Видения возникали перед ним одно за другим, и люди, которых он знал и помнил, заговорили в нем своими подлинными голосами, вызывая у него чувство естественной сопричастности к их жизни, судьбе, страстям и волнениям.
Пронзительный запев трехрядки плыл к нему из далекого сокольнического далека под хмельной тенорок Ивана Левушкина:
„Бывало вспашешь пашенку…”
Следом за ним, пронизывая слух, неслось из пространства умоляющее храмовское:
— Что же ты плачешь, Иван Никитич? Что же ты плачешь? Ты же класс-гегемон. Все — твое, а ты плачешь. Тебе нужно плясать от радости, петь — от счастья. Земля — твоя, небо — твое. Исаакиевский собор — то же. А ты плачешь, Иван Никитич. Или тебе мало? Исаакия мало? Метрополитен бери. Плачешь? Плачет российский мужик. Раньше от розог, теперь — от тоски. Что же случилось с нами, Иван Никитич? Что?
И, словно отвечая тому, отдаленно гудел голос участкового Калинина:
— Заруби, Лашков, не таких, как тьц нынче к стенке ставят. Там не спрашивают, сколько у тебя огнестрельных, а сколько осколочных? Там спрашивают, где и когда завербован? Знаешь как? Вот то-то.
Все звучало и двигалось перед его глазами, в том виде и с тою естественной рельефностью, какие сообщало происходящему действу освобожденное от мелочей памяти воображение, когда чудо выдумки становится убедительнее самой реальности. Явь прошлого парила в нем, распахивая его душу навстречу краскам и голосам. И вырвал грешный мой язык.

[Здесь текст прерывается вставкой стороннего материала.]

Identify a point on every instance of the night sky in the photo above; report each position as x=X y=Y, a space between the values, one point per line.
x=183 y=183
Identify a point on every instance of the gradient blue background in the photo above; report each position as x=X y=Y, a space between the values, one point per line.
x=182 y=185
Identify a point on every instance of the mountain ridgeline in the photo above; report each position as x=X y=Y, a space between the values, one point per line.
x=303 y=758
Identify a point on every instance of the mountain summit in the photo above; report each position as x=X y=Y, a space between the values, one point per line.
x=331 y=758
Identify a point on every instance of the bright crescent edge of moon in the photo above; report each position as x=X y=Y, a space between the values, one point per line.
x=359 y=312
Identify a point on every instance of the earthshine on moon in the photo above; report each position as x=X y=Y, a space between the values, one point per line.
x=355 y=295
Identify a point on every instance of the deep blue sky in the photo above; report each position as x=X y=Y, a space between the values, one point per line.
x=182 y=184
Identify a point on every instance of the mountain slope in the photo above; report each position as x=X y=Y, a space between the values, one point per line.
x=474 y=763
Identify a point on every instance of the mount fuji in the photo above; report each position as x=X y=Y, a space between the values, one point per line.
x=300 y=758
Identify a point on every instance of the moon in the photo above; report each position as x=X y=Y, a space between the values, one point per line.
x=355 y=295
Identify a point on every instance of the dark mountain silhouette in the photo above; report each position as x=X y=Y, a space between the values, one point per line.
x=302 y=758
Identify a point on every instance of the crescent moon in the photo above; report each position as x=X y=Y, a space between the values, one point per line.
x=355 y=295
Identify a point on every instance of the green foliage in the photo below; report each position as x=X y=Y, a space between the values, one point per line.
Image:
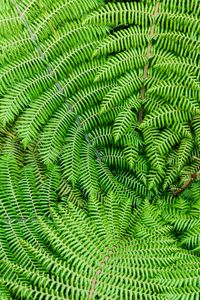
x=100 y=149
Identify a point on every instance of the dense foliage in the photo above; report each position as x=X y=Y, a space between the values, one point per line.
x=100 y=149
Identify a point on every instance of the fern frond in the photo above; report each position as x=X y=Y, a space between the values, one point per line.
x=121 y=13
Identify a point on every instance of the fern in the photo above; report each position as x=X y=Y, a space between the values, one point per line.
x=99 y=144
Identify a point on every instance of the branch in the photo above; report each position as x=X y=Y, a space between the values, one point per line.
x=186 y=184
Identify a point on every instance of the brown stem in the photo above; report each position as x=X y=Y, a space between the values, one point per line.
x=148 y=55
x=96 y=274
x=186 y=184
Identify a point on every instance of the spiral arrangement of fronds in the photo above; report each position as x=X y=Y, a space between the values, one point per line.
x=100 y=149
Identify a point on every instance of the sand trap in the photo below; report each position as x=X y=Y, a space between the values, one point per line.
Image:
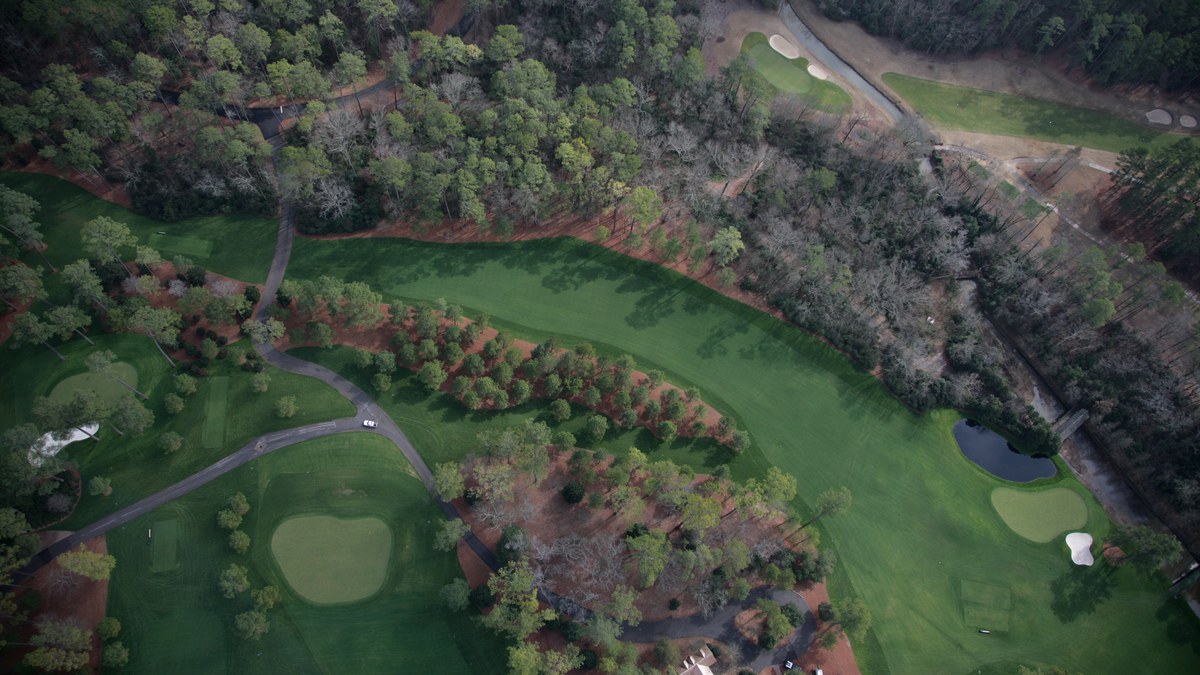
x=48 y=446
x=781 y=45
x=1159 y=115
x=1080 y=544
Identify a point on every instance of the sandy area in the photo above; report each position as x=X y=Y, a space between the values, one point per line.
x=784 y=46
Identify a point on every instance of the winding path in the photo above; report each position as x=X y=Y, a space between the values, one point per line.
x=720 y=626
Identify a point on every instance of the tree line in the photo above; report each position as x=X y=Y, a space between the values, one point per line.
x=1114 y=41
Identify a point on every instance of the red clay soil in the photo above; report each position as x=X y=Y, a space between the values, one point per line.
x=83 y=604
x=840 y=659
x=379 y=339
x=549 y=518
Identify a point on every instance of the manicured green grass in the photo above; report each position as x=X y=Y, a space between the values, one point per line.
x=1005 y=114
x=189 y=246
x=922 y=518
x=106 y=388
x=240 y=245
x=791 y=76
x=328 y=560
x=178 y=622
x=165 y=542
x=216 y=407
x=1039 y=515
x=136 y=465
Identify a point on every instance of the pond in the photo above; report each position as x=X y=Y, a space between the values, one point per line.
x=997 y=457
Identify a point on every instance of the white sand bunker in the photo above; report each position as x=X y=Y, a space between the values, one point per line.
x=784 y=46
x=49 y=444
x=1080 y=544
x=1159 y=115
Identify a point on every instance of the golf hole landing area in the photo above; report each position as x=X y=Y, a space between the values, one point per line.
x=1041 y=515
x=329 y=560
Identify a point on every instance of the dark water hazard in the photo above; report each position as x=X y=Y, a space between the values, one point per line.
x=997 y=457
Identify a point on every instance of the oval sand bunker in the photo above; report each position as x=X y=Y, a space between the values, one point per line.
x=328 y=560
x=781 y=45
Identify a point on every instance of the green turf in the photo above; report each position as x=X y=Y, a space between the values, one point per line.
x=791 y=76
x=165 y=545
x=189 y=246
x=178 y=622
x=241 y=245
x=107 y=388
x=1039 y=515
x=136 y=465
x=922 y=517
x=216 y=404
x=1005 y=114
x=328 y=560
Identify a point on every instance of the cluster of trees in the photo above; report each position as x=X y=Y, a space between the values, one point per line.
x=433 y=340
x=1153 y=195
x=1116 y=42
x=664 y=530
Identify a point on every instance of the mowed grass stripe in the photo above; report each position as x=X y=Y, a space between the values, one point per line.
x=1005 y=114
x=922 y=517
x=185 y=245
x=216 y=405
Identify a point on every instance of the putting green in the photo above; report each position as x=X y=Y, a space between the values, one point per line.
x=1042 y=515
x=329 y=560
x=107 y=388
x=791 y=76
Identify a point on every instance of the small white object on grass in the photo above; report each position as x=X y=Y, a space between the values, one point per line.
x=784 y=46
x=1080 y=544
x=48 y=446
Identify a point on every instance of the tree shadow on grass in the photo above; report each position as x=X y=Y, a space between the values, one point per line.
x=1079 y=591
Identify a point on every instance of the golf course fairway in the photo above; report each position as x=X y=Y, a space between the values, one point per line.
x=922 y=519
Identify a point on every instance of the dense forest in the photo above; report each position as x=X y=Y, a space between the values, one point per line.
x=1115 y=41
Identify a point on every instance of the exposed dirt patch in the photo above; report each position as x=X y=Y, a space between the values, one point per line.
x=65 y=597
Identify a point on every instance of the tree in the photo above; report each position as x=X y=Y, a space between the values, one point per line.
x=516 y=613
x=99 y=485
x=449 y=533
x=1145 y=548
x=855 y=619
x=59 y=646
x=448 y=481
x=831 y=502
x=261 y=382
x=726 y=245
x=432 y=375
x=286 y=407
x=597 y=426
x=263 y=332
x=456 y=595
x=234 y=579
x=117 y=655
x=88 y=563
x=251 y=625
x=652 y=551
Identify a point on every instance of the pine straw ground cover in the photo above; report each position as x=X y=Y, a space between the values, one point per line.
x=922 y=518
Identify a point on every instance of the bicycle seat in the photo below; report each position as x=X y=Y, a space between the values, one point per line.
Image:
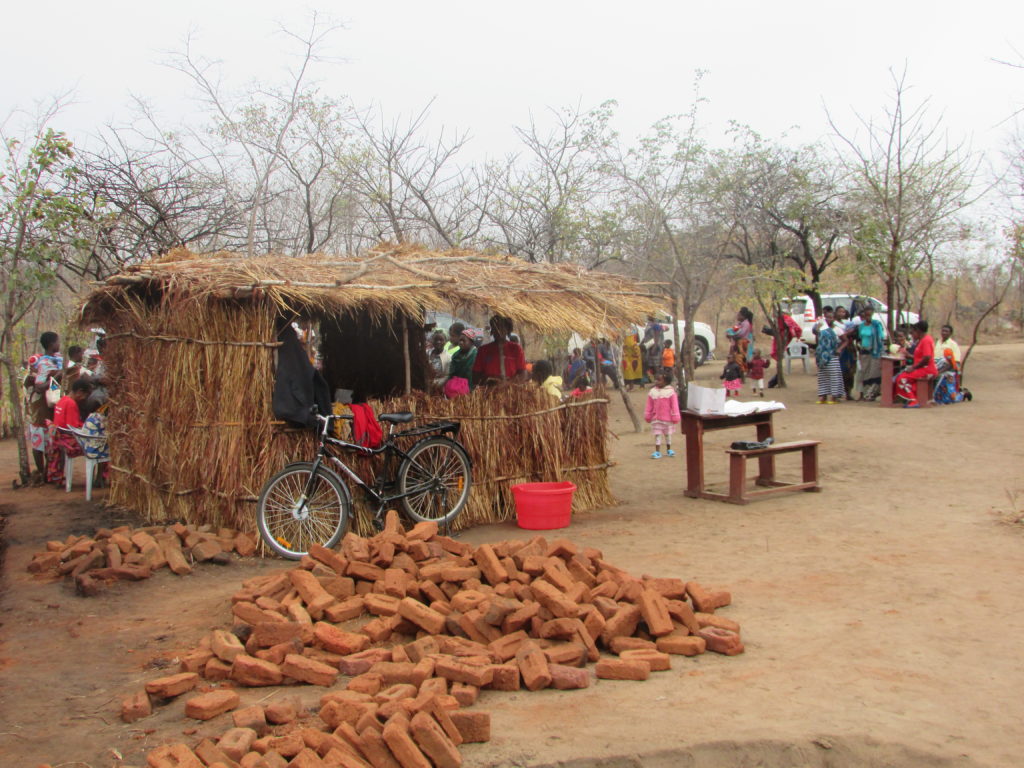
x=402 y=418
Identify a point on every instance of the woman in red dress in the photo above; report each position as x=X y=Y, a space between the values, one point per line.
x=923 y=367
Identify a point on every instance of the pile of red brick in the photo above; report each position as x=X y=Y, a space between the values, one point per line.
x=132 y=554
x=448 y=621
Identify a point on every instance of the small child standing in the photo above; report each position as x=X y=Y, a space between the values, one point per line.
x=732 y=378
x=756 y=369
x=668 y=358
x=662 y=412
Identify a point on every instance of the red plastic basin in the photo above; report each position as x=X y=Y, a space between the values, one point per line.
x=543 y=506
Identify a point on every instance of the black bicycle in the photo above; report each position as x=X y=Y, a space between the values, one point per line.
x=308 y=503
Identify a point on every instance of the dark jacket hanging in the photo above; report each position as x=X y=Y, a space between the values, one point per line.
x=298 y=385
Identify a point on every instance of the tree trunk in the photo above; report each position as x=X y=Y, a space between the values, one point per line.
x=14 y=390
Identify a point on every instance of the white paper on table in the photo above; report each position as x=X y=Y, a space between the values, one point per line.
x=737 y=408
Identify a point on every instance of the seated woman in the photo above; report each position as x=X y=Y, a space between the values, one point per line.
x=923 y=367
x=503 y=359
x=544 y=377
x=67 y=416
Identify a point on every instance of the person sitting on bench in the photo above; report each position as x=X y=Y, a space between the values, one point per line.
x=923 y=367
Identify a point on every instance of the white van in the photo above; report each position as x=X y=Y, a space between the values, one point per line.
x=801 y=308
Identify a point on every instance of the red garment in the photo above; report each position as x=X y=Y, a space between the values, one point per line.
x=366 y=430
x=756 y=368
x=66 y=414
x=487 y=365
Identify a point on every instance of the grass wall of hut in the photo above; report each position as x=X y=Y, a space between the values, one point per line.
x=193 y=436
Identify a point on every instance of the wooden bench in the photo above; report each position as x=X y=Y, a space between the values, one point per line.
x=737 y=471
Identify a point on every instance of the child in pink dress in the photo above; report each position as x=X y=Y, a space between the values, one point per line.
x=662 y=413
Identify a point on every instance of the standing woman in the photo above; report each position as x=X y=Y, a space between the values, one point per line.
x=923 y=367
x=870 y=335
x=742 y=335
x=503 y=359
x=460 y=379
x=48 y=365
x=632 y=361
x=826 y=353
x=847 y=354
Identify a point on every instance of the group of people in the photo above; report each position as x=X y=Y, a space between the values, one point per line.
x=64 y=394
x=747 y=361
x=460 y=366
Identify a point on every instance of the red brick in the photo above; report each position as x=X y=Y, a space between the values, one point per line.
x=308 y=671
x=329 y=557
x=568 y=678
x=251 y=718
x=657 y=660
x=705 y=600
x=377 y=751
x=623 y=624
x=619 y=644
x=422 y=648
x=173 y=756
x=216 y=670
x=464 y=693
x=474 y=726
x=208 y=706
x=504 y=677
x=266 y=634
x=654 y=610
x=135 y=708
x=721 y=641
x=350 y=607
x=559 y=605
x=306 y=759
x=459 y=672
x=682 y=612
x=364 y=571
x=225 y=645
x=423 y=616
x=254 y=672
x=356 y=664
x=489 y=565
x=402 y=747
x=711 y=620
x=534 y=667
x=433 y=741
x=173 y=685
x=283 y=711
x=620 y=669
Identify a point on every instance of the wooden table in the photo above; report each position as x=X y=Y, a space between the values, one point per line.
x=693 y=427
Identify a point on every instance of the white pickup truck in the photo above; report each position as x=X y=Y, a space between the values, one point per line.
x=801 y=308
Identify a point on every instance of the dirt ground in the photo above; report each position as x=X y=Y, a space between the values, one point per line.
x=881 y=616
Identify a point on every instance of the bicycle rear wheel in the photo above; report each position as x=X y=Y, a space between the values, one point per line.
x=290 y=520
x=436 y=477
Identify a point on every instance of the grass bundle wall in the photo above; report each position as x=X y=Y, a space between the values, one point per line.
x=193 y=436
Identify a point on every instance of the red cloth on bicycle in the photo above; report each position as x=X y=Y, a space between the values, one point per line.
x=366 y=430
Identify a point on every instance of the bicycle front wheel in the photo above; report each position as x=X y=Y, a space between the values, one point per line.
x=297 y=509
x=435 y=480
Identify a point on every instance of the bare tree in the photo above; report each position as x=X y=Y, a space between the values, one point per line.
x=909 y=184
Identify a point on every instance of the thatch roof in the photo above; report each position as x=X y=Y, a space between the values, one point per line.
x=389 y=281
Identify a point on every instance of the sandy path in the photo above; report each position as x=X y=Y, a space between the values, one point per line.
x=881 y=616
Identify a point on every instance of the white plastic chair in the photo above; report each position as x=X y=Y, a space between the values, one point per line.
x=797 y=350
x=86 y=442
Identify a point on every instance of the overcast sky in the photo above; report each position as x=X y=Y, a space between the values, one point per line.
x=489 y=65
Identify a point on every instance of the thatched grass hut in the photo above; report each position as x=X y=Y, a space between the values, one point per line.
x=190 y=354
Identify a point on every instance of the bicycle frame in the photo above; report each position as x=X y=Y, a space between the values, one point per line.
x=387 y=448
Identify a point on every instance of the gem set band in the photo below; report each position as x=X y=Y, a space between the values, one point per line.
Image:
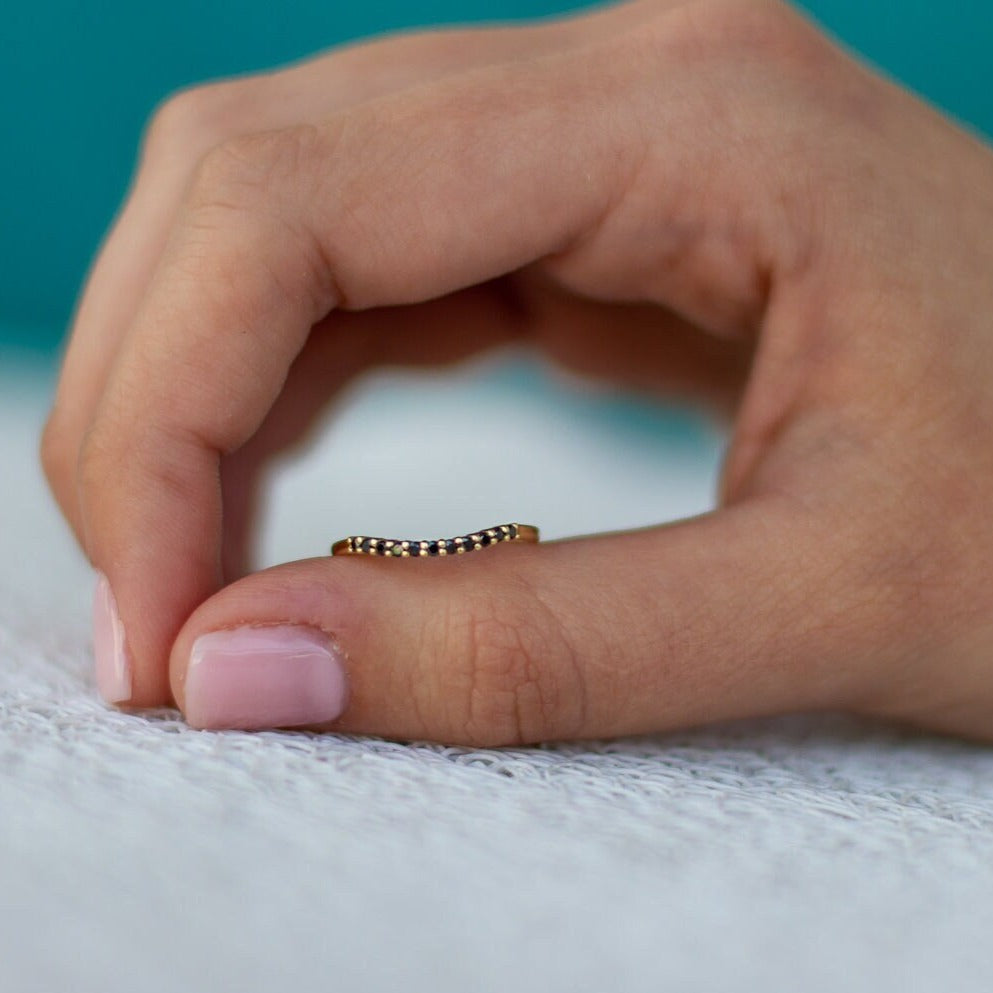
x=403 y=548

К вечеру, когда все глохло в нем от усталости, а сердце принималось млеть и томиться, Влад спускался вниз, к дому обсерваторского шофера Вани Никонова, где вел с хозяином разговоры, что называется обо всем понемногу: сам под бутылочку, а тот — некурящий трезвенник — под чаек.
Жена шофера — Таисия — бабенка живая и ухватистая, привечала Влада с особой ласковостью, объясняя свое радушие с обескураживающей откровенностью:
— Мужиком в доме запахло, — любовно светилась она в сторону мужа озорными глазами, — а то ведь что такое, у всех мужья, как мужья: и пьют, и курят, только у меня одной такой малохольный, кроме чая, ничего не потребляет, одно название, что мужик, горе мое!
В ответ Иван только посмеивался, прихлебывая чаек, покачивал чубатой головой, подмигивал гостю:
— Во дает баба, скажи, а ей бы алкаша какого ни на есть, чтобы он ей тут провонял, просмолил все да еще бы за косы по пьянке таскал, это у нее мужик называется, да таких мужиков пруд пруди, только свистни, отбою не будет, вот она тебе, бабья логика!..
Этой игрой при нем хозяева принимались заниматься, едва Владу стоило переступить их порог. На самом же деле любили они друг друга без памяти, жили душа в душу, и ничто не могло омрачить их брачный союз, даже отсутствие детей.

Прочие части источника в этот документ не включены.